What about #2 lead shot any body ever try?


----------



## christopher

nope hope it patterns worth a crap


----------



## finstr

I have used BB, OO and #4 buckshot out of three shotguns I have in my collection. The #4 seems to work and pattern the most consistant. I have a Patternmaster tube in my 1100 and get good patterns out to 60yds. The SP10 has a stupid amount of lead that exits the barrel, like 2 1/2 ounces worth, so it seems to like a slightly open choke for the buckshot. I use the factory mod tube in that gun. I don't use my Citori very often for coyotes but I'll run 3-1/2" #2 Hevi thru it with a Wad Wizzard tube in each bbl. This kills coyotes stone dead out to 70+yds


----------



## Keatts

As you are I live in Oklahoma and faced with no hunting with buckshot. I used the dead coyote choke tube and #4 3in turkey loads. We gotta figure out how to get the state to allow least 4 buckshot for coyotes.


----------



## Mick105

I dont understand why we can't use it... I can't figure out there reasoning behind it. I can't imagine it being any more or less dangerous than other loads


----------



## sneakygroundbuzzard

here in Mn we can only use bow or shotgun at night for yotes/fox.
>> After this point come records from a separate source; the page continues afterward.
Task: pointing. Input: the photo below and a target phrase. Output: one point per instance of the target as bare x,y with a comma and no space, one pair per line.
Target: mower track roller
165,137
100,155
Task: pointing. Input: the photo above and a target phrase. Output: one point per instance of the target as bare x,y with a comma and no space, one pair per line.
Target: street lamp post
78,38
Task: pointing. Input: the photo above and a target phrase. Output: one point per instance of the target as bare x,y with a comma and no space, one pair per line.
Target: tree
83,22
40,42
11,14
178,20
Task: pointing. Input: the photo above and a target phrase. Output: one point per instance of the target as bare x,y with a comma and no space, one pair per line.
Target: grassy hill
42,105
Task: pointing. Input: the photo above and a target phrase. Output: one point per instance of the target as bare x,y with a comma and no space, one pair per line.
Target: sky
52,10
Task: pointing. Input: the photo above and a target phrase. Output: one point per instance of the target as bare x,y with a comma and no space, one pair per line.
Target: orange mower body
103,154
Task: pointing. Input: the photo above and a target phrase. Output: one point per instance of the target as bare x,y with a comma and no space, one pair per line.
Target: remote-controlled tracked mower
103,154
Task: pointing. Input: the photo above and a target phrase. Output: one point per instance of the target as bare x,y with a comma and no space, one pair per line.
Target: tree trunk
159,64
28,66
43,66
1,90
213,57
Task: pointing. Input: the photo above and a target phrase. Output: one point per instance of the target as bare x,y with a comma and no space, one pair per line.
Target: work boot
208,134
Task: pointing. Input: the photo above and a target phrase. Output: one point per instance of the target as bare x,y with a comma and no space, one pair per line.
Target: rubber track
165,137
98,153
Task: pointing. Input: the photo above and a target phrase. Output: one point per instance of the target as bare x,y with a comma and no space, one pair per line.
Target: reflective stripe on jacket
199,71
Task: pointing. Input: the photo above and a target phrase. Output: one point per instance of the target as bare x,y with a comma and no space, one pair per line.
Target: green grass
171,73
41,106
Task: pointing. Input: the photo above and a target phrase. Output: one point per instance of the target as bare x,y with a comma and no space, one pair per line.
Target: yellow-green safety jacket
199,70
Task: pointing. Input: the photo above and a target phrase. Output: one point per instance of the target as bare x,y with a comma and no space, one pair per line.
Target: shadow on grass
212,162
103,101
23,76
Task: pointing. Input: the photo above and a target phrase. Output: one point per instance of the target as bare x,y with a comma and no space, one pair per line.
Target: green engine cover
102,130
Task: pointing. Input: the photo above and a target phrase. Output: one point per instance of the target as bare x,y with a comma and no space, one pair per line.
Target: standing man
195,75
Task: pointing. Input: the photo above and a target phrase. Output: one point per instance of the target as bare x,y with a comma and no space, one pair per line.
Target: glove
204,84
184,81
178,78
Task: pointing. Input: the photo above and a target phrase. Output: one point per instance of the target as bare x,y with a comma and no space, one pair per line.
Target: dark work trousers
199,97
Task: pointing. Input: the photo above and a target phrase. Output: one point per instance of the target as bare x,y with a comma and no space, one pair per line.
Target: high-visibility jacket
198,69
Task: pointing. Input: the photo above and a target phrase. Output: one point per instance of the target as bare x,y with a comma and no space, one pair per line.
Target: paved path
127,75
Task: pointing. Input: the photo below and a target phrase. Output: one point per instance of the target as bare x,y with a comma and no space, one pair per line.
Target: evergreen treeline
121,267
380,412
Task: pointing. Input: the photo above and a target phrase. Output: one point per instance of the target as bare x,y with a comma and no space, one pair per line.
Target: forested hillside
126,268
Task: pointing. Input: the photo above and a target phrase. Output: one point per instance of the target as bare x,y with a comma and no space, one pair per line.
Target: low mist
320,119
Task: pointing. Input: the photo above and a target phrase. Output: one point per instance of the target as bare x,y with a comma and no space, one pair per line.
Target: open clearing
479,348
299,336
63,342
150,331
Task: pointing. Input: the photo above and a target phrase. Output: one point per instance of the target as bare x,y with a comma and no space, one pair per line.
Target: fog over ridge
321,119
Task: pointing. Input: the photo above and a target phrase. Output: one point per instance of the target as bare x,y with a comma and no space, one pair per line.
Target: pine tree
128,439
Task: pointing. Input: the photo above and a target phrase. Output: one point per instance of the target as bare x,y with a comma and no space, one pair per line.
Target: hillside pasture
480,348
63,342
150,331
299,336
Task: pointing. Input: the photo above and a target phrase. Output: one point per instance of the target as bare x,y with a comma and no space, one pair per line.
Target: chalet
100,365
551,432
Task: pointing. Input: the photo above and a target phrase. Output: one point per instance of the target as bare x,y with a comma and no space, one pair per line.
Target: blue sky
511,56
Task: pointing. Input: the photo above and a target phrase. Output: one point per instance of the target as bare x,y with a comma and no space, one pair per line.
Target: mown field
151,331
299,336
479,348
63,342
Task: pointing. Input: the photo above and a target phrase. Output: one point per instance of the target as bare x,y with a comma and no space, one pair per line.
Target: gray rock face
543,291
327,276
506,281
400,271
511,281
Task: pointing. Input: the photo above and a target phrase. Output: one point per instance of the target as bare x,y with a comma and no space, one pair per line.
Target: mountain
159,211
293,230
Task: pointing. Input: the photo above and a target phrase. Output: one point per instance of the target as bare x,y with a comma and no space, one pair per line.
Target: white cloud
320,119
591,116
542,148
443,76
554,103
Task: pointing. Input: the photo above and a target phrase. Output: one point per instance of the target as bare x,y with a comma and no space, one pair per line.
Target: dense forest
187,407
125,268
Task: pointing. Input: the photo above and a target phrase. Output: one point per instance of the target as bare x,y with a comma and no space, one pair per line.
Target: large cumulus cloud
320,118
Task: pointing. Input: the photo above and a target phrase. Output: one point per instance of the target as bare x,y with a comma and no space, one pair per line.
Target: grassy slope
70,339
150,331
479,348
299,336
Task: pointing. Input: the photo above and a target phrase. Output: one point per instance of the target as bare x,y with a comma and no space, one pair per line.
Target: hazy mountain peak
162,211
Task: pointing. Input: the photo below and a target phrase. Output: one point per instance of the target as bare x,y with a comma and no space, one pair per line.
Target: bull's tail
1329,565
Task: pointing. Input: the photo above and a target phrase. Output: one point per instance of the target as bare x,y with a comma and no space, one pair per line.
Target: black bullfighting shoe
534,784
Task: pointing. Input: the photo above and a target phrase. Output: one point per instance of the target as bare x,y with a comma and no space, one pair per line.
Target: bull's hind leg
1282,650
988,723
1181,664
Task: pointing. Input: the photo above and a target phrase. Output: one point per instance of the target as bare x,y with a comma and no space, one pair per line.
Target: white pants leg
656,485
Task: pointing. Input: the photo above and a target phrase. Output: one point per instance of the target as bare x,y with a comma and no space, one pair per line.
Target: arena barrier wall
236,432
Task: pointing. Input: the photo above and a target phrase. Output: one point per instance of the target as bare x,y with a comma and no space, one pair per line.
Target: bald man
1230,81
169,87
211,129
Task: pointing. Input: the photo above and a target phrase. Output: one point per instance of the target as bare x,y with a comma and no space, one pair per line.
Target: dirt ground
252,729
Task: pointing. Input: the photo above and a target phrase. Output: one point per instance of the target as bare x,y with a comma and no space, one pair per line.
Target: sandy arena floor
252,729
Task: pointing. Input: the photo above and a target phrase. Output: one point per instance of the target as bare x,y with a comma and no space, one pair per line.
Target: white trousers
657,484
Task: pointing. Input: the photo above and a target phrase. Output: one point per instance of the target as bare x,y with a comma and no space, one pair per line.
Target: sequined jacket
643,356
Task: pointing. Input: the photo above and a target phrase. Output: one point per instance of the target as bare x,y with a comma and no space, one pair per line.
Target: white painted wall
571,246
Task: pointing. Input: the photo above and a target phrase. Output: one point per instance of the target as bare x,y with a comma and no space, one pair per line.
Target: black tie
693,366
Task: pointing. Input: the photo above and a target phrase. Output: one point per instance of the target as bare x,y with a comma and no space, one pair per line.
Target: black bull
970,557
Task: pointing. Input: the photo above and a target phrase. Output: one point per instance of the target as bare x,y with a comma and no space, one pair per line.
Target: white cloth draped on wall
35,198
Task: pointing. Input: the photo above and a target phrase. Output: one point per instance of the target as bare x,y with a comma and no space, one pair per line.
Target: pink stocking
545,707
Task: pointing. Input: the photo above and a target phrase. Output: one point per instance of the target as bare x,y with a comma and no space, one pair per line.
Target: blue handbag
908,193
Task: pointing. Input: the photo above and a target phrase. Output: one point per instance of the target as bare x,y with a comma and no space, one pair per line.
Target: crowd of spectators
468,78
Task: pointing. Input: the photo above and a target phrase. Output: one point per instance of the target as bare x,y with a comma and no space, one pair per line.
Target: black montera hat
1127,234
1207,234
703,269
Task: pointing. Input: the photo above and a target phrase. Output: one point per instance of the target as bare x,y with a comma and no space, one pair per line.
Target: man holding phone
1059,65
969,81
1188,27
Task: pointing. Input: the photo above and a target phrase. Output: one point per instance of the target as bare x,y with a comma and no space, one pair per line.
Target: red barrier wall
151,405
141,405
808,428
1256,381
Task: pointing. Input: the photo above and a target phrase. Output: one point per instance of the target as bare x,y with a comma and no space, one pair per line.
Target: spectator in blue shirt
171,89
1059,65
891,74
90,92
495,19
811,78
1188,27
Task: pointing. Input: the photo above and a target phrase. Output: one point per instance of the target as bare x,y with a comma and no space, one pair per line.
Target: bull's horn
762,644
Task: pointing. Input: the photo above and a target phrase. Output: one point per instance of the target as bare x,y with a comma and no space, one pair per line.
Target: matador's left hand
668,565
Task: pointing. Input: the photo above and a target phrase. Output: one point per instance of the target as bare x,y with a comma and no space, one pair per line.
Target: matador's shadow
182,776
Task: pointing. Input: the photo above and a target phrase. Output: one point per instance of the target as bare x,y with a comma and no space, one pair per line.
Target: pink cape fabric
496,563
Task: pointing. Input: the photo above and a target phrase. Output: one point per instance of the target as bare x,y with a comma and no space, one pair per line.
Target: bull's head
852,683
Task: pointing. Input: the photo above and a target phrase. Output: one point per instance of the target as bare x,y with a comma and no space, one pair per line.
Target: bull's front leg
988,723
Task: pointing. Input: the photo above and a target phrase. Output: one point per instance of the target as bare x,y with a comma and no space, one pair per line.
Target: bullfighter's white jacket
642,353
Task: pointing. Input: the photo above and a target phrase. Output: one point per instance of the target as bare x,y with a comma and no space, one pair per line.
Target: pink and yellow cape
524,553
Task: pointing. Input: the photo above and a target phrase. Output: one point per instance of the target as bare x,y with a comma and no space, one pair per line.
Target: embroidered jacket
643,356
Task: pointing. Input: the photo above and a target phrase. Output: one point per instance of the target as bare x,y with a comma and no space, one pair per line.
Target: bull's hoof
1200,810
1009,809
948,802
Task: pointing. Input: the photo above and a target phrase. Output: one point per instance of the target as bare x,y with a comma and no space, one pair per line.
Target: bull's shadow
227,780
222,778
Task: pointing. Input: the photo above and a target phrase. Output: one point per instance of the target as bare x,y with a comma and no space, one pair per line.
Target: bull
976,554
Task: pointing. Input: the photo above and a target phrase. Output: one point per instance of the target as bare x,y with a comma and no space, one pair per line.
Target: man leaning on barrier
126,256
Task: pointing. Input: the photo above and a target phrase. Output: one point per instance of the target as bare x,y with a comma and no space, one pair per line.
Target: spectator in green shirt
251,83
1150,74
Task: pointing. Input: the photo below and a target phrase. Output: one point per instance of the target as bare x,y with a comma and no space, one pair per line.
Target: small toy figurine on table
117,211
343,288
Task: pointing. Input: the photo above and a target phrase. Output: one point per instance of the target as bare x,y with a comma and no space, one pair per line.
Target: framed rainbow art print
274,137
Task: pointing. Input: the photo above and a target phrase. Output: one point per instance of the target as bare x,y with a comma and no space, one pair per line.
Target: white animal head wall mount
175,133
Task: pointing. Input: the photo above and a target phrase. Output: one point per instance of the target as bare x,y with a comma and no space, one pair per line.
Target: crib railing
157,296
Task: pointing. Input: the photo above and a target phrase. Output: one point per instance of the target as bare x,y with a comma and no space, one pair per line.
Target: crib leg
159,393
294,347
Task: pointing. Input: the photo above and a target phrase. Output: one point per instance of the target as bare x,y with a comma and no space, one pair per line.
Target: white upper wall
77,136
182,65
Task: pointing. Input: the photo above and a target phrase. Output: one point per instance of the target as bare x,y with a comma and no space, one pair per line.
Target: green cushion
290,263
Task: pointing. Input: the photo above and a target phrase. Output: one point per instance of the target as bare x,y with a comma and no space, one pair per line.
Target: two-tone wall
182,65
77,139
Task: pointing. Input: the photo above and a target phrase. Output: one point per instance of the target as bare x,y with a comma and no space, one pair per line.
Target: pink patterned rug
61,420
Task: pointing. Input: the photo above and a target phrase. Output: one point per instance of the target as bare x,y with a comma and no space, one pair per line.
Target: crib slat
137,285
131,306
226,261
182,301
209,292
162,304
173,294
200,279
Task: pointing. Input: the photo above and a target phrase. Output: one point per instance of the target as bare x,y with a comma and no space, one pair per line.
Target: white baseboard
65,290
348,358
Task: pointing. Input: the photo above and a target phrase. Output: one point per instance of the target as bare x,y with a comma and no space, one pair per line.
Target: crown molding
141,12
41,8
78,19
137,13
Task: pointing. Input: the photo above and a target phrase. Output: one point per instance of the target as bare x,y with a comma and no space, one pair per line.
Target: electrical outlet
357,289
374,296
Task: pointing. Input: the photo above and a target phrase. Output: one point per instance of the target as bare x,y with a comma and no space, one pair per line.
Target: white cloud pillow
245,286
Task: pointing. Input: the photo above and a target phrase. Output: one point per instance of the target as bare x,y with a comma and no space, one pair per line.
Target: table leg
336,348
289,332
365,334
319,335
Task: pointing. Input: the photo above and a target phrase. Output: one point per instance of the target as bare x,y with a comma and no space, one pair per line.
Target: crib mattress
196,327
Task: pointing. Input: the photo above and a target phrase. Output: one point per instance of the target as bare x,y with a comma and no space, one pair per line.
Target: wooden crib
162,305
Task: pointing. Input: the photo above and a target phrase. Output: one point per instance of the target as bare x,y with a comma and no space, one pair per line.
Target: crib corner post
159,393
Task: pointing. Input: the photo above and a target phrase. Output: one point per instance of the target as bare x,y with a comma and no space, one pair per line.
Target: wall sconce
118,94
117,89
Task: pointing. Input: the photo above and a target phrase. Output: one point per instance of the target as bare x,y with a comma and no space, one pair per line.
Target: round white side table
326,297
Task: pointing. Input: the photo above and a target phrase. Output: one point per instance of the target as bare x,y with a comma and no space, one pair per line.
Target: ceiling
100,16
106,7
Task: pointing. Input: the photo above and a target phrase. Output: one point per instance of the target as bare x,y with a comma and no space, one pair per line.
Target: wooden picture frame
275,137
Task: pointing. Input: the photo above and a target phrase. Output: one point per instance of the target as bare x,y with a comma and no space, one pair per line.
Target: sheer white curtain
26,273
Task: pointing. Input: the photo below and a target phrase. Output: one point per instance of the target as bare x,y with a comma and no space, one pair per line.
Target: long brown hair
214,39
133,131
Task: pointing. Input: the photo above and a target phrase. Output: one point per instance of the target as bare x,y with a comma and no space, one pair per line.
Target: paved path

i have yet to hunt them at night but am planning on it doing so very soon.

i only own two shotguns, my 12 ga. 835 ulti mag turkey gun and a mossberg 20 ga.

i plan on using the 20 ga. becsue it is lighter and is great for thicker brush hunting.

so i too am curious on what load and choke would work best.

my wife uses this one for turkey and it has a great choke for that(jelly head) and will actually out shoot my 835 at 40 yds.

so would that be a good option for the choke to use and should i use the turkey load?


----------



## HowlinRed

Well what do y'all think would be a good load for cats out of a 20ga


----------